Classical probability is equal among independent cases Frequentist probability is the long term relative frequency of an outcome

The problem with the Fequ approach is that some events never repeat (presidential elections, sports competitions... etc.), at least in the way a count toss does.

Subjectivist probability Incorporate your belief into the probability. But the belief must follow the rules of probability and be rational.

Basics of probability

  • Probability has to be less than zero
  • sum of all p() for possible events = 1
  • p() that one of two mutually exclusive events occur is the sum of the probabilities

Conditional Probability

The probability of an event given another event

p(A|B) the p() of A given b

= P(AnB) the probability that both A and B will occur (pronounced A-cap-B)

/ P(B)

Indpendence

if the P(A|B) = P(A) then the vents are independent or P(AnB) = P(A)P(B)

Law of Total Probability

If P(A) is a marginal probability (it won't happen without some B), then the P(A) is the sum of all of the P(AnB) (or probabilities of A and B)

Bayes Theorem

P(B|A) = P(A|B)P(B) / P(A)

Bayseian Statistics

Posterior Probability ∝ Prior Probability × Likelihood

P(θ=t|y)∝P(θ=t)P(y|θ=t)

  • Posterior Probability P(θ=t|y)
  • likelihood P(y|θ=t)
  • prior probability P(θ=t)

The probability that some parameter (θ) is equal to some value (t) given some data (y) is equal to the prior probability that the parameter equals the value P(θ=t) times the probability of the data (y) given the parameter equaling the value P(y|θ=t)

the frequentist approach is to leave off the prior

2 Bayesian Inference

"turning the Bayesian crank"

1. Collect/observe data

2. Choose a model that fits the data and the question

  • Assumption of Exchangeability subpopulations don't have different probabilities
  • Probability Distribution must match the data - discrete/bimodal, normal etc.
  • Likelihood calculate the likelihood of parameters(s) given data

3. Specify Prior distributions

  • pick an informed prior of the parameter(s) distribution(s)
  • Not just picking a value, selecting a probability distribution for that value

4. Calculate posterior distributions:

Use Bayes Rule to calculate the posterior

Methods

Grid Approximation

  • Pick a number of values of parameters
  • Evaluate the posterior for each parameter value
  • This provides the poster distribution

Conjecgate Priors

  • the probability of the parameter give y is the distribution of the sums of the prior and observed numbers of success and values

P(θ|y)∼ Beta(a+y,b+n−y)

a -> prior num of success b -> is the prior number of faluies y -> observed success
n-y -> observed falues

how does this work for a nonbinary distribution?

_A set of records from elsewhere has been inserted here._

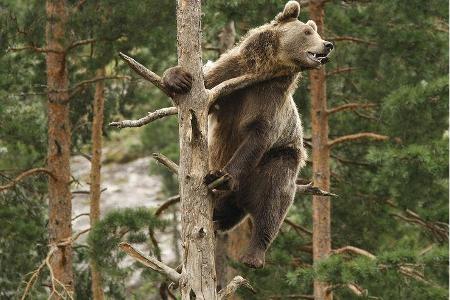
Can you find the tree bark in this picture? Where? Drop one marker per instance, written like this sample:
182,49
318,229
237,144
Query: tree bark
198,275
97,130
59,141
320,159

Laplace Approximation with Maximum A Posteriori Estimation

  • find the maximum point in the posterior distribution, called the maximum a posteriori (MAP) estimate What about the other components of the distribution? variance?

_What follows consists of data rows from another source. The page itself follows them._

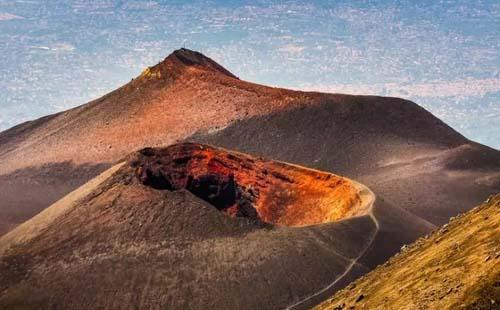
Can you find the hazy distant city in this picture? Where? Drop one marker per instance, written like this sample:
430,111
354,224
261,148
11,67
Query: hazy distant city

Markov Chain Monte Carlo (MCMC)

  • draws samples from the posterior distribution
  • these samples are correlated, which requires drawing of more samples Is this the same as drawing samples from the data? is this similar to bootstrapping.

Summarizing the Posterior distribution

Mean, Median, & Mode

  • Posterior Mean -> point generally used as the estimate
  • Posterior meaning -> worth considering as it is more robust to outliers
  • Postier Mode -> the maximum a posteriori (MAP) is the point with the highest posterior probability

Uncertainty Estimates

  • standard deviation of the posterior distribution
  • mean absolute deviation from the median (MAD) of the posterior distribution (more robust when the distribution is skewed)

Credible Intervals

  • Similar to confidence intervals

90% credible interval is the interval that has a 90% probability of containing the true value of the parameter

(This is different from CIs, which show that 90% of the interval constructed with repeated sampling will contain the true parameter)

  • Credible intervals can be defined however you want to (50%, 80%, 1st, and 51st %iles)

5. Posterior predictive check

Does the model fit the distribution?

Posterior Predictive Distribution: Weighted prediction of the parameter by the corresponding posterior prediction.

The Posterior Predictive Distribution is used to check against the actual data or simulated samples of the data Like a residual?

6. Intemperate/visualize the results

Mentioned as step six but not discussed in this chapter.